Timers under contention

Each thread has its own thread-local Slot — there is zero contention on the timer hot path.

Scenario Batch time (mean) Operations Note
start<n>+stop<n> — 4 threads, same key ~55.5 µs 4×500 Thread-local; no hot-path contention
make_scoped_timer — 4 threads ~54.9 µs 4×500 Same cost as raw start/stop
Cold path (new thread per iteration) ~12.1 µs 1 Thread creation + first-call mutex registration

Gauges and histograms under contention

Per-entry mutex. Same-key workloads are fully serialised; distinct-key workloads run in parallel.

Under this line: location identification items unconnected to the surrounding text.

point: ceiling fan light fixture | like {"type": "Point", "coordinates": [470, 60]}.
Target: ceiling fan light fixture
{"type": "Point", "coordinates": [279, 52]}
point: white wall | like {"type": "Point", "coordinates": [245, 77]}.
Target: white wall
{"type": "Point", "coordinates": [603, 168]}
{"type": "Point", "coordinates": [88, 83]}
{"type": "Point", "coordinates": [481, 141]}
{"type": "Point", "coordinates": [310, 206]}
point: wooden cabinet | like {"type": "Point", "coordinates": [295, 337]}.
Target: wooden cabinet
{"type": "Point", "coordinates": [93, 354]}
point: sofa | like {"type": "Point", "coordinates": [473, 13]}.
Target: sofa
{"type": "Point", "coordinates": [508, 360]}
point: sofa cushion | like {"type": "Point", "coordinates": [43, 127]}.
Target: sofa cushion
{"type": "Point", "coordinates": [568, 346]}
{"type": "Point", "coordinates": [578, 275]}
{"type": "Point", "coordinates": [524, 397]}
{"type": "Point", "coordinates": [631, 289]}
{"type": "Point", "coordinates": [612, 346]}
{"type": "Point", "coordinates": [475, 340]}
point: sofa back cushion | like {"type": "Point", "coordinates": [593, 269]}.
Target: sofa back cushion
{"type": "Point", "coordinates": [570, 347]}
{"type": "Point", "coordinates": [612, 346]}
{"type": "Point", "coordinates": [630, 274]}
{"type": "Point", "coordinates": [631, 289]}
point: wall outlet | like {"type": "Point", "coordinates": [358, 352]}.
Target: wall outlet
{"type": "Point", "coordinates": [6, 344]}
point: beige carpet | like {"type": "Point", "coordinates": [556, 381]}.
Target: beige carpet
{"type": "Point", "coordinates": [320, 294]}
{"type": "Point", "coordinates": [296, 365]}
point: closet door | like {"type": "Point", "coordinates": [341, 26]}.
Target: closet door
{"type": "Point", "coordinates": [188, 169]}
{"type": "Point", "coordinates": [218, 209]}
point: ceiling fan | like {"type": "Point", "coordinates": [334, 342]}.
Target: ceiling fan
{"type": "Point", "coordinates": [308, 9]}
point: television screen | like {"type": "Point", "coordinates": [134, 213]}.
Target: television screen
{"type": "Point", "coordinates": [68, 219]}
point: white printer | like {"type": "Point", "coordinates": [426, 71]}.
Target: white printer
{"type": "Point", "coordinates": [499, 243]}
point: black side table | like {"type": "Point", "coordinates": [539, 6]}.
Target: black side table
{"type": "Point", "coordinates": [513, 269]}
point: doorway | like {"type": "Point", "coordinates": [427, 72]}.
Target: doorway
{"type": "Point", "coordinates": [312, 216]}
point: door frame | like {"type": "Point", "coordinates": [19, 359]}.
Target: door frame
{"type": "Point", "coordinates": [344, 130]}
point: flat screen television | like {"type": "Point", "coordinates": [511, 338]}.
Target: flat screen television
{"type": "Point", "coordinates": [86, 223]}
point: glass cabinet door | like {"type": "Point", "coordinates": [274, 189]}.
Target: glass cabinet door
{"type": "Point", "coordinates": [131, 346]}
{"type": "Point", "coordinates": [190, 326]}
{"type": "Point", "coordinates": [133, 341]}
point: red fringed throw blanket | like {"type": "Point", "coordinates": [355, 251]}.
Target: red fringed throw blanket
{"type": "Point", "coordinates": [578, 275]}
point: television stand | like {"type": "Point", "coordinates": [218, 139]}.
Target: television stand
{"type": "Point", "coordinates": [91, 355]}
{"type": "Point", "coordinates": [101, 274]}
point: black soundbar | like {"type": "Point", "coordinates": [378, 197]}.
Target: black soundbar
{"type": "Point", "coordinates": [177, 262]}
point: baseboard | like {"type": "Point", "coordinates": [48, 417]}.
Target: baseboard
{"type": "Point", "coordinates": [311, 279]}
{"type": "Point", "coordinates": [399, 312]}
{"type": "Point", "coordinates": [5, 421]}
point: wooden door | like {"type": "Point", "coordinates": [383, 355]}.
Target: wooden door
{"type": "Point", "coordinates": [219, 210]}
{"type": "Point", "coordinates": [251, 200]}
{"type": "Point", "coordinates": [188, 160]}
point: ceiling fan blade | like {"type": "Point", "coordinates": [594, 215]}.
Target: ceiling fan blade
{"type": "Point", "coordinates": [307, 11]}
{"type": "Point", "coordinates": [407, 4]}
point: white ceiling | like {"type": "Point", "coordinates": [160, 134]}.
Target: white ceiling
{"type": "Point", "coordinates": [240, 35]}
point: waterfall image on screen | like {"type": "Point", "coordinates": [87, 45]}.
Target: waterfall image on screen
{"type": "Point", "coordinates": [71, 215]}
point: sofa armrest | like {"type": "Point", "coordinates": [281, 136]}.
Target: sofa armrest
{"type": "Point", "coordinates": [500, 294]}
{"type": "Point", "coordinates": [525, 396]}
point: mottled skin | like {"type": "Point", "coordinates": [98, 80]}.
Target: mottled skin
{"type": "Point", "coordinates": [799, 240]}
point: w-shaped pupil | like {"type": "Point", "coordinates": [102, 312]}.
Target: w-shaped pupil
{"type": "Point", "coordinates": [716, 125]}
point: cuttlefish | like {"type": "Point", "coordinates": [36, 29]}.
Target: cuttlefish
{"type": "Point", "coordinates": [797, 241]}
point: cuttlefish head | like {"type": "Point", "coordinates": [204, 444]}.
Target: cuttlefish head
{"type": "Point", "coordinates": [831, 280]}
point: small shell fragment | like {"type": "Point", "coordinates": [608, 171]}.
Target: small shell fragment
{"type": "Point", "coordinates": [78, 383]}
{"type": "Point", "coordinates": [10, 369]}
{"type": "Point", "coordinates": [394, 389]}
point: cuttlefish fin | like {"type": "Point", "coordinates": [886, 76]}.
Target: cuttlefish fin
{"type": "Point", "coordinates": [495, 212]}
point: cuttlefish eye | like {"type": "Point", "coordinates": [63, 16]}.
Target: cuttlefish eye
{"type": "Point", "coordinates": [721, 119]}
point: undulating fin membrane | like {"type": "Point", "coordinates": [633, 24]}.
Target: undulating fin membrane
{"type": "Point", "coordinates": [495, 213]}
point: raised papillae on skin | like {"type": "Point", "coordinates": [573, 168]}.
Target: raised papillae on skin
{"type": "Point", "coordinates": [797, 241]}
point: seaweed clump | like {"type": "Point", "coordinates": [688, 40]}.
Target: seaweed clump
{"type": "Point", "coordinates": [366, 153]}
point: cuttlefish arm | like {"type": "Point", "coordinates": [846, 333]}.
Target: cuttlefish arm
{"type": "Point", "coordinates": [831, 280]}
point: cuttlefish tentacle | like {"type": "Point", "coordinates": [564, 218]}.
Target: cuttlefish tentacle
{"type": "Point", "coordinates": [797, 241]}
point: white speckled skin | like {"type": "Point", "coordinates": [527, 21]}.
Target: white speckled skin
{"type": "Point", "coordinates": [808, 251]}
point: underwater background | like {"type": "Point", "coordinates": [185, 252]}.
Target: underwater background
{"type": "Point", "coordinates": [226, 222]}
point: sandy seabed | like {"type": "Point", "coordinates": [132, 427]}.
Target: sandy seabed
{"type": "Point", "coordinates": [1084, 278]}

Scenario Batch time (mean) Operations Note
gauge_record<n> — 4 threads, same key ~61.4 µs 4×500 Serialised by per-entry mutex
gauge_record<n> — 4 threads, distinct keys ~40.9 µs 4×500 Parallel, no contention
histogram_record<n> — 4 threads, same key ~56.8 µs 4×500 Serialised by per-entry mutex

The same-key vs distinct-key gap for gauges (~61 µs vs ~41 µs) is the most actionable number: the ~20 µs difference over 4×500 ops cancels out thread-creation overhead and isolates the mutex serialisation cost (≈ ~10 ns/op extra under 4-core contention).

Overhead vs Raw Primitives

Registry primitive Mean Raw primitive Mean Overhead
counter_inc<n> ~22 ns atomic::fetch_add ~23 ns ≈ 0 (both floor-dominated)
gauge_record<n> ~24 ns mutex + Welford ~25 ns ≈ 0 (both floor-dominated)
histogram_record<n> ~24 ns Similar to gauge
start<n> + stop<n> ~55 ns 2× clock + Welford ~63 ns ~0 overhead (lookup cheaper than extra clock)

The lookup overhead (one TLS array index) is sub-tick and does not show up as significant cost relative to the clock call cost (~42 ns each) on this platform.